Senator Corker is not alone
in this headlong assault on the middle class.
Everywhere, across the country, diligent Rescumlicans are about the
business of conducting a headlong assault on both the New Deal and organized
labor rolling back a century of progress.
There’s Scott Walker in Wisconsin waging war on the public employee
unions, Rick Snyder, a former hedge fund tycoon, turning Michigan into a ‘right
to starve’ state further solidifying it’s position as the Alabama of the
Midwest. Then there’s John Kasich of
Ohio, previous congressman best known for leading the impeachment crusade
against Bill Clinton while in the House, now as governor of Ohio he first led a
battle to savage public employee unions and, after the voters overturned the
law by public referendum we now find him leading the fight to keep as many
voters away from the polls as indeceny will allow. Across America we see a concerted effort to
wage war on the workers of this country, first by seeking to limit the ability
of workers to organize, second by seeking to roll back worker’s hard earned
gaines by , as Corker demonstrated, using real or imagined crises to wring draconian
concessions from the working class, and lastly by seeking to protect their political
backsides from an associated political cost by restricting access to the ballot
box. The result is that, as the aforementioned
graph demonstrates, the percentage of the national wealth held by the middle
class of this country is on the decline.
Bill Moyers featured as a
guest on his PBS program last season former Secretary of Labor Robert
Reich. Reich, now economics professor at
Berkley, has recently published a book dealing with the state of the economy in
the post-Bush era. It transpires that
the top 1% made off with 95% of the economic gains made since the crash of ’07. Below is a graph illustrating the relative
gains by each of the 5 economic groupings in recent years.
If one were to further break
down this income distribution, one would find that most of the gains within the
top 5% went to the highest 1%, with the lion’s share going to the top one half
of one per cent. Meanwhile, as this
graph so aptly demonstrates, the bottom 80% are falling behind.
The consequences of allowing
these trends to continue unabated is amply illustrated in the graph below.

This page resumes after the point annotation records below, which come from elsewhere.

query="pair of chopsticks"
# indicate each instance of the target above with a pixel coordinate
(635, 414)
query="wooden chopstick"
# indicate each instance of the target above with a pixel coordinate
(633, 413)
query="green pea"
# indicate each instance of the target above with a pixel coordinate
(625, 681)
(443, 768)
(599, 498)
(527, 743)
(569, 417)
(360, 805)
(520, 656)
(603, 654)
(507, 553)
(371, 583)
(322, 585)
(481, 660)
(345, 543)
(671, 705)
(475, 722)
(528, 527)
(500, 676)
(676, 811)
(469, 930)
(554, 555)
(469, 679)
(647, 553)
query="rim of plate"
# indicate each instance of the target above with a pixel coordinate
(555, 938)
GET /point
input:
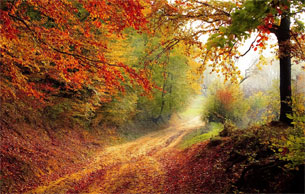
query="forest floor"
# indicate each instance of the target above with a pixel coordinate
(133, 167)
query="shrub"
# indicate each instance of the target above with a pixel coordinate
(225, 102)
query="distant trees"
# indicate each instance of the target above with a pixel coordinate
(229, 23)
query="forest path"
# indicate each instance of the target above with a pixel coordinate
(133, 167)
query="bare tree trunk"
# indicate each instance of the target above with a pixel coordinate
(283, 36)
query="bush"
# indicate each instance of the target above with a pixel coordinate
(225, 102)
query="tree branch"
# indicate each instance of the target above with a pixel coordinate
(249, 47)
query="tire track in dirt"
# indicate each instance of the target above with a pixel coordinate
(133, 167)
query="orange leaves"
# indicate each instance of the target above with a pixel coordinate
(65, 40)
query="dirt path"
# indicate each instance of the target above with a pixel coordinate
(132, 167)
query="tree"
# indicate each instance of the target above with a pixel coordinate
(52, 46)
(229, 24)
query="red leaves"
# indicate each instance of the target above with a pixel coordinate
(55, 34)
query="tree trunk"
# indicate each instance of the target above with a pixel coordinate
(283, 36)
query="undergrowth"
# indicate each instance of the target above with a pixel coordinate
(201, 134)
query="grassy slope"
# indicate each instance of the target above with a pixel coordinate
(240, 162)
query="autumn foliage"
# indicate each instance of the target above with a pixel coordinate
(48, 46)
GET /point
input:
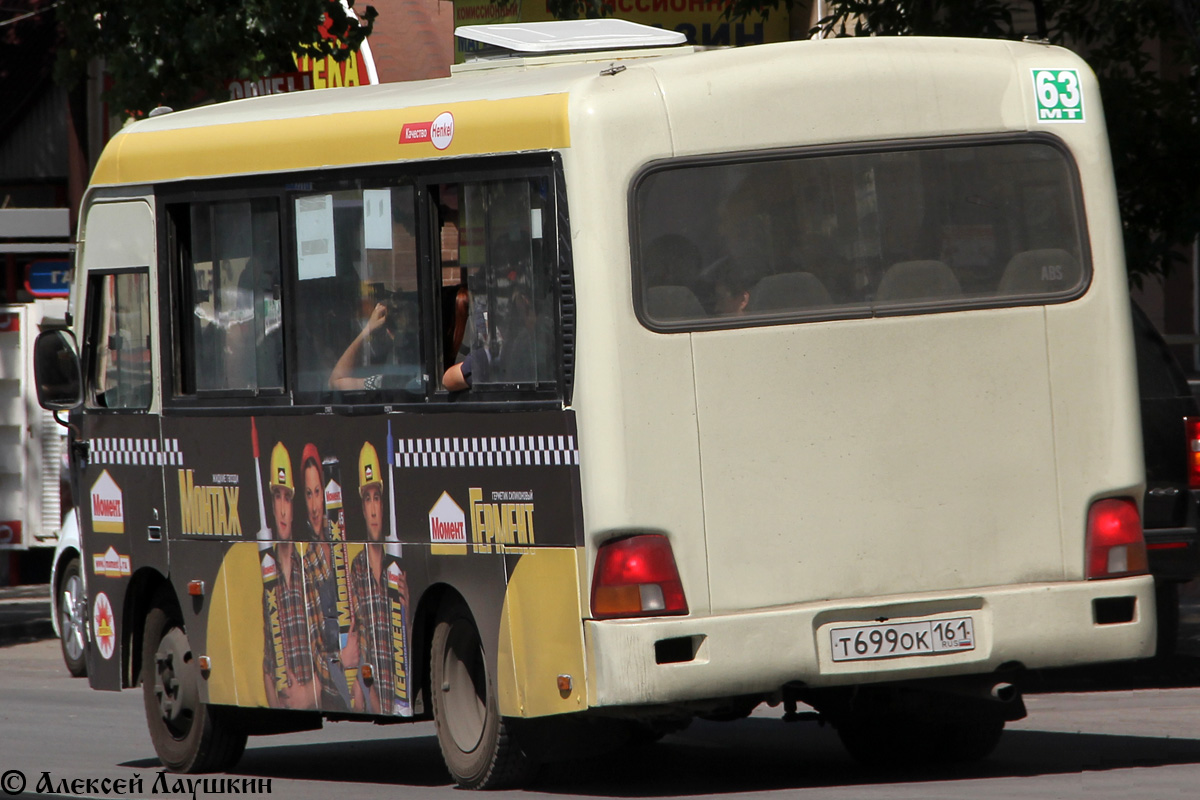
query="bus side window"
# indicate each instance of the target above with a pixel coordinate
(358, 316)
(229, 258)
(505, 251)
(119, 341)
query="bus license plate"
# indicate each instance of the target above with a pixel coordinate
(894, 641)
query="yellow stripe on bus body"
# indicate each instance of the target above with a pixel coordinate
(481, 126)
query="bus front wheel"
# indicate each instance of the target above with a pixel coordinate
(477, 744)
(189, 735)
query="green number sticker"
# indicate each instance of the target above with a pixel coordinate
(1060, 95)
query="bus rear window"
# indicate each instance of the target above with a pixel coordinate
(731, 242)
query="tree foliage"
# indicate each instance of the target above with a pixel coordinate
(177, 52)
(1146, 54)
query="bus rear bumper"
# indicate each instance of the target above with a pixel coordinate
(673, 660)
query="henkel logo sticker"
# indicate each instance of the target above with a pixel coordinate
(111, 564)
(448, 523)
(1060, 97)
(439, 132)
(103, 625)
(107, 505)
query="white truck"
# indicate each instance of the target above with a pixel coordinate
(36, 248)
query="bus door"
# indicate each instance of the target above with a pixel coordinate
(119, 458)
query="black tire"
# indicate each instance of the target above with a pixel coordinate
(72, 611)
(477, 744)
(189, 735)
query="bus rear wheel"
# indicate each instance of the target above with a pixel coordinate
(189, 735)
(478, 745)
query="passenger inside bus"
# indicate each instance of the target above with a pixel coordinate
(389, 329)
(513, 359)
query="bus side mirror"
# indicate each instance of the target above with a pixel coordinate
(57, 371)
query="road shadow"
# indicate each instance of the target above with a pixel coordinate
(411, 761)
(768, 756)
(754, 755)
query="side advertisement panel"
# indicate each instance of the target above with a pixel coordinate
(317, 539)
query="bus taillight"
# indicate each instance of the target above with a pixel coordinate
(1115, 542)
(636, 577)
(1192, 423)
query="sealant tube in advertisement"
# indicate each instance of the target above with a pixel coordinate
(270, 573)
(331, 468)
(393, 548)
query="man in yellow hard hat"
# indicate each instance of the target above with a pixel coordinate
(372, 612)
(289, 595)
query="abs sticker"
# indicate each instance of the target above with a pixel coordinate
(1060, 96)
(111, 564)
(103, 626)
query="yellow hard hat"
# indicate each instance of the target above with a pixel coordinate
(281, 468)
(369, 467)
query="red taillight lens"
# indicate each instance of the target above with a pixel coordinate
(636, 577)
(1115, 545)
(1192, 425)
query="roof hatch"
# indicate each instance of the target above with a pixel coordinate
(565, 36)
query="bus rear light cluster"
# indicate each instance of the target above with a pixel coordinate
(1115, 542)
(636, 576)
(1192, 425)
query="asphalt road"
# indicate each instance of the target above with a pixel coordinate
(1135, 739)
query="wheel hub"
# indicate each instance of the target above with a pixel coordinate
(175, 681)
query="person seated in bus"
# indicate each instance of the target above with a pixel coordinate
(370, 593)
(731, 288)
(517, 359)
(390, 319)
(298, 691)
(321, 588)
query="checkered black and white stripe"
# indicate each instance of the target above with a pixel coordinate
(135, 452)
(487, 451)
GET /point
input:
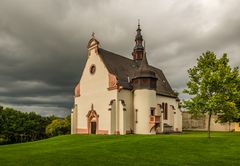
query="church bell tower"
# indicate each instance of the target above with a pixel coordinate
(139, 48)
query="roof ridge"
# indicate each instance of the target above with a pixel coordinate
(116, 54)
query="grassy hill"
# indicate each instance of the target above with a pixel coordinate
(182, 149)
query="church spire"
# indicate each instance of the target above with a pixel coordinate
(138, 49)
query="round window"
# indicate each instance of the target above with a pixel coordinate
(92, 69)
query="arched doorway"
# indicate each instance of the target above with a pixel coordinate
(92, 120)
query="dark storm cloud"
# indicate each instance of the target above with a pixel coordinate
(43, 42)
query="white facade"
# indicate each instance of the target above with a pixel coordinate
(101, 106)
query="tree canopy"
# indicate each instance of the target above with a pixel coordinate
(214, 88)
(16, 126)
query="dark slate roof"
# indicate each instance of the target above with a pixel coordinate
(124, 69)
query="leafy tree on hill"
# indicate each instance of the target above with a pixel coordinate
(16, 126)
(214, 87)
(59, 127)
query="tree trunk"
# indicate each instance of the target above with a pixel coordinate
(209, 124)
(229, 126)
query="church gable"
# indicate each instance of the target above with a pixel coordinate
(95, 75)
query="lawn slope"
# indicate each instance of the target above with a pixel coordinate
(182, 149)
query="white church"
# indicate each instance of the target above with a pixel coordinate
(118, 95)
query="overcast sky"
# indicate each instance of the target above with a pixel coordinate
(43, 42)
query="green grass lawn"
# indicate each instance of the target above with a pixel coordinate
(191, 148)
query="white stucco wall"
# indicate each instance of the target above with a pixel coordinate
(174, 115)
(125, 117)
(143, 101)
(94, 90)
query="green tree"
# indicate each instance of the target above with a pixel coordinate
(214, 88)
(59, 127)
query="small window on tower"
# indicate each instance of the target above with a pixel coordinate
(152, 111)
(92, 69)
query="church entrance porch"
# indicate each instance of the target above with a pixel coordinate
(92, 121)
(93, 127)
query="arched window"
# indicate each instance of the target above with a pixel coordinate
(165, 111)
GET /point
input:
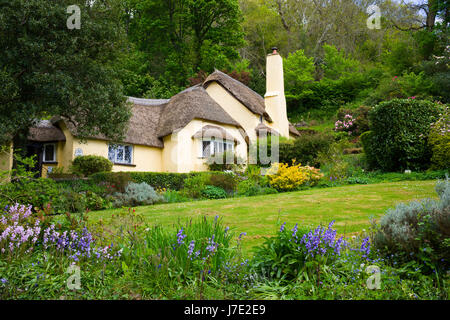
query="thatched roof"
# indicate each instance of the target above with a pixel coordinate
(192, 103)
(209, 131)
(45, 131)
(142, 125)
(153, 119)
(261, 128)
(249, 98)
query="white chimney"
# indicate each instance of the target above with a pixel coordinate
(274, 98)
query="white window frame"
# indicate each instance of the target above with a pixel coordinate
(214, 143)
(121, 161)
(44, 153)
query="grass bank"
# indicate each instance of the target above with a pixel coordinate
(351, 206)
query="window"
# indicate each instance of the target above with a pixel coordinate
(120, 154)
(210, 147)
(49, 152)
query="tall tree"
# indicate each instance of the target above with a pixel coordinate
(47, 69)
(182, 37)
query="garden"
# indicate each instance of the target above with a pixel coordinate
(359, 212)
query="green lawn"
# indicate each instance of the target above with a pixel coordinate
(351, 207)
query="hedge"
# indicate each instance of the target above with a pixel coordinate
(398, 136)
(167, 180)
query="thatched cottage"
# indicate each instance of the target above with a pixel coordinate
(178, 134)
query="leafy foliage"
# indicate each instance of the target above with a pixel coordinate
(398, 134)
(213, 192)
(44, 73)
(418, 230)
(305, 148)
(88, 165)
(137, 194)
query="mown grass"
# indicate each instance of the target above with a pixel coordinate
(351, 206)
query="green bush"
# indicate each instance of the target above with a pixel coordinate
(439, 142)
(137, 194)
(35, 192)
(399, 131)
(173, 196)
(194, 185)
(253, 187)
(225, 161)
(212, 192)
(305, 148)
(172, 181)
(226, 181)
(88, 165)
(157, 180)
(360, 118)
(418, 230)
(115, 181)
(370, 157)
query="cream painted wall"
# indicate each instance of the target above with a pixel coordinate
(144, 158)
(247, 119)
(274, 98)
(181, 152)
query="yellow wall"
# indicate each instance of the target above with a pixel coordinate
(247, 119)
(181, 152)
(144, 158)
(274, 98)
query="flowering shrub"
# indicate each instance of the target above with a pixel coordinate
(196, 249)
(297, 251)
(399, 131)
(137, 194)
(347, 125)
(418, 229)
(285, 178)
(21, 234)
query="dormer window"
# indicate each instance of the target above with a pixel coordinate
(120, 154)
(49, 154)
(211, 147)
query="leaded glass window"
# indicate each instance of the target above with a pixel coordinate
(120, 154)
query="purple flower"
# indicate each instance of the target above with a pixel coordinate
(191, 248)
(294, 230)
(180, 237)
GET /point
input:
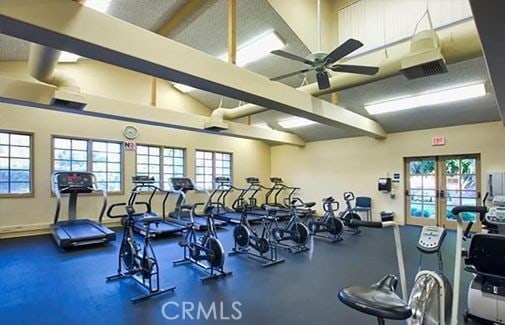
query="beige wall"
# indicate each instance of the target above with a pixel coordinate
(105, 80)
(249, 158)
(326, 168)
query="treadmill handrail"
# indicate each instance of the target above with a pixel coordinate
(57, 191)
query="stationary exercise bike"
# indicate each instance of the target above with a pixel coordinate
(328, 224)
(350, 214)
(206, 249)
(136, 260)
(293, 231)
(484, 259)
(246, 238)
(430, 297)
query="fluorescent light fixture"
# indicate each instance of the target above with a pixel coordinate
(262, 125)
(256, 48)
(183, 88)
(68, 57)
(295, 122)
(428, 99)
(98, 5)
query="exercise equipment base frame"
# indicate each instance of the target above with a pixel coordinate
(293, 249)
(330, 238)
(214, 274)
(140, 298)
(273, 260)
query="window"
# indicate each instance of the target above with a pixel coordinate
(15, 163)
(106, 161)
(173, 164)
(210, 165)
(148, 162)
(154, 161)
(104, 158)
(70, 155)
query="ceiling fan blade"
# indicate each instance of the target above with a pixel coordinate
(291, 56)
(290, 74)
(344, 49)
(359, 69)
(323, 81)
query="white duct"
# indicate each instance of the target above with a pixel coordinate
(42, 66)
(460, 42)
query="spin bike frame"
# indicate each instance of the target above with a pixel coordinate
(192, 244)
(266, 233)
(151, 285)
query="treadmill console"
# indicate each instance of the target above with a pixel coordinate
(182, 184)
(142, 179)
(276, 180)
(222, 180)
(74, 182)
(252, 180)
(431, 239)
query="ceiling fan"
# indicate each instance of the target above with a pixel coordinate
(320, 62)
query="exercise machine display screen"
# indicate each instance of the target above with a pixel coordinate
(182, 184)
(74, 182)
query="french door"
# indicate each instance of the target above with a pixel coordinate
(434, 185)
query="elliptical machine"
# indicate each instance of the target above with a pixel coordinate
(135, 260)
(427, 302)
(328, 223)
(350, 214)
(293, 231)
(484, 259)
(206, 249)
(246, 237)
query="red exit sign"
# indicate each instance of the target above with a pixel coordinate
(438, 141)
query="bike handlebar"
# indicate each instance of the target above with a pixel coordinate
(348, 196)
(367, 224)
(129, 209)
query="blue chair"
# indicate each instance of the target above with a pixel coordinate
(364, 204)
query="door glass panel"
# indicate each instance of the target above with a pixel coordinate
(452, 182)
(429, 181)
(461, 185)
(468, 182)
(422, 189)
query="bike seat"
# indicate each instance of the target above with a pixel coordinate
(379, 299)
(149, 219)
(187, 206)
(271, 208)
(309, 204)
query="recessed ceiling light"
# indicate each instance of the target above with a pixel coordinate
(98, 5)
(256, 48)
(182, 88)
(428, 99)
(262, 125)
(68, 57)
(295, 122)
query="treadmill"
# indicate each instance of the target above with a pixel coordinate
(255, 187)
(167, 226)
(76, 232)
(219, 208)
(183, 185)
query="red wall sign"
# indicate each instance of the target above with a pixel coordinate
(438, 141)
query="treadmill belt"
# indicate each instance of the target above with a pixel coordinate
(82, 231)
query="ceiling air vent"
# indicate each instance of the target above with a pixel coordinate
(214, 125)
(68, 100)
(425, 58)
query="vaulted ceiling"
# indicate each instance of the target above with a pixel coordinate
(205, 29)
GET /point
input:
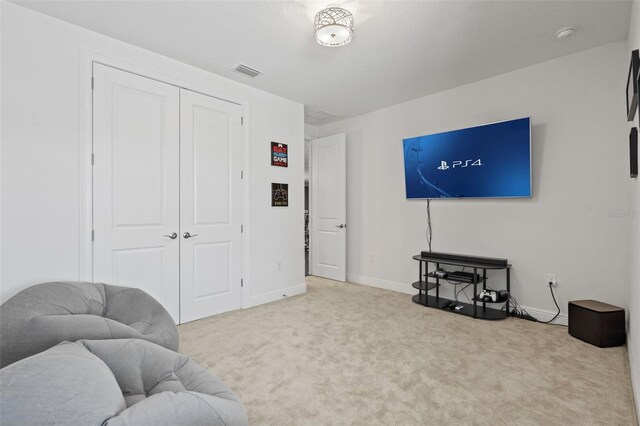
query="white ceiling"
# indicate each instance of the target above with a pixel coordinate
(401, 50)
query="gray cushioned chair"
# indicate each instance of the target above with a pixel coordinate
(44, 315)
(114, 382)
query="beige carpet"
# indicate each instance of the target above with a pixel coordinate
(347, 354)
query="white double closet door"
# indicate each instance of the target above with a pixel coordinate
(167, 193)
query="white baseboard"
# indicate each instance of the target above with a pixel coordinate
(276, 295)
(542, 315)
(384, 284)
(405, 288)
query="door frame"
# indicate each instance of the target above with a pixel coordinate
(85, 151)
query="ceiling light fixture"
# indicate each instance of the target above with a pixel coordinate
(333, 26)
(565, 33)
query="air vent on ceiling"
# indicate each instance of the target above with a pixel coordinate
(243, 69)
(318, 117)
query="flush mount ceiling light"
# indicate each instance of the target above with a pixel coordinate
(333, 26)
(565, 33)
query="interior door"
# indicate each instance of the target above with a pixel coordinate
(210, 217)
(136, 184)
(329, 207)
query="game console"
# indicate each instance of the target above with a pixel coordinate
(494, 296)
(440, 273)
(488, 296)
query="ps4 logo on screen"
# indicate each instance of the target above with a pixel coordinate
(460, 163)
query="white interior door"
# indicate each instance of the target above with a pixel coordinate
(210, 215)
(329, 207)
(136, 184)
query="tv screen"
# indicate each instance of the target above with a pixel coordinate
(489, 161)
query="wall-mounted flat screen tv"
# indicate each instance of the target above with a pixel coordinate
(488, 161)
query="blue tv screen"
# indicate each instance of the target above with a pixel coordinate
(489, 161)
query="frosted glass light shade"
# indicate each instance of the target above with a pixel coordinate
(333, 27)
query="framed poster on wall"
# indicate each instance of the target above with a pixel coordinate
(279, 154)
(279, 195)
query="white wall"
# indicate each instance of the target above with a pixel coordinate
(580, 171)
(42, 143)
(633, 330)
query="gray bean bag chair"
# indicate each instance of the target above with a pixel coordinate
(44, 315)
(113, 383)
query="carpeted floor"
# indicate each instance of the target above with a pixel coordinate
(346, 354)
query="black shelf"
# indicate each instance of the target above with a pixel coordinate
(478, 268)
(421, 285)
(489, 301)
(479, 265)
(432, 275)
(467, 310)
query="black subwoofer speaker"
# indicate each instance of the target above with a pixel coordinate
(597, 323)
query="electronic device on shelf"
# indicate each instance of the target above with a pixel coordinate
(488, 296)
(432, 265)
(440, 273)
(493, 296)
(467, 277)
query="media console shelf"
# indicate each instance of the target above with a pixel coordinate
(428, 280)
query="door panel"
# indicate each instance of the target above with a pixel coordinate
(329, 207)
(136, 184)
(210, 191)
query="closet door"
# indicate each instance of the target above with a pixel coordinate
(136, 184)
(210, 206)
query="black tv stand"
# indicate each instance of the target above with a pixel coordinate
(428, 280)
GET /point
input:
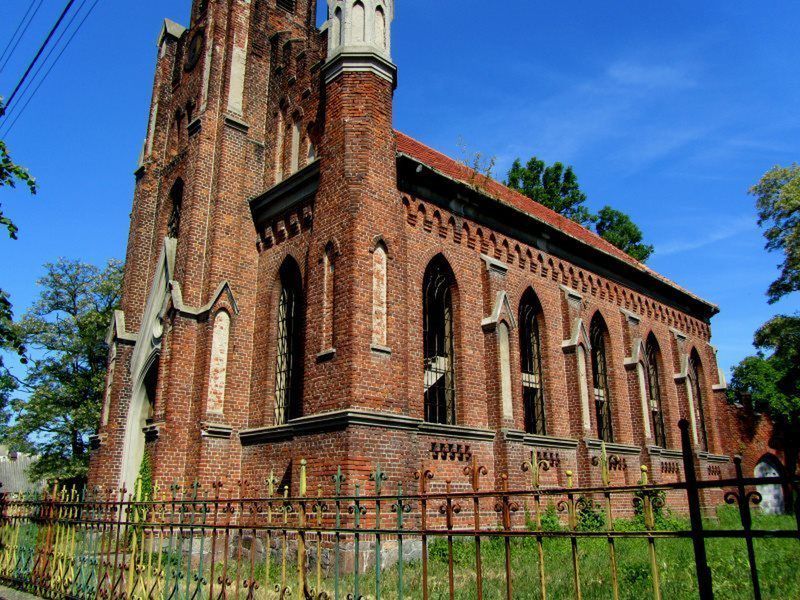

The graph clearly shows that the percentage of the national wealth held by the middle class, adjusted for inflation to 2012 dollars, reached its peak in
1968. A whole host of problems and issues arose in the 1970s from the election
of Richard Outhouse Nixon to the Arab Oil Boycott, to the introduction into the
labor force of the Baby Boomers (otherwise known as the ‘generation of swine’),
which set the stage for the downward decent of the purchasing power of Main
Street America. What has been so
troubling has been the governmental response, or rather lack of response to
this trend. In fact governance has
mostly involved creating new and novel means to accelerate the trend either by
nearly eliminating any semblance of ‘progressivism’ in the tax code, shifting taxation
so that work is now taxed at a much higher rate than wealth, and by turning a
blind eye when we are not turning back the clock on regulations (principally
financial regulations) and anti-trust. Here
we see that administrations, be they Democratic or Republican have not altered
the general shape of the curve, giving damning testament to the growing
dominance to the now near dictatorship of Capital.
If you're part of the middle class, thank a union.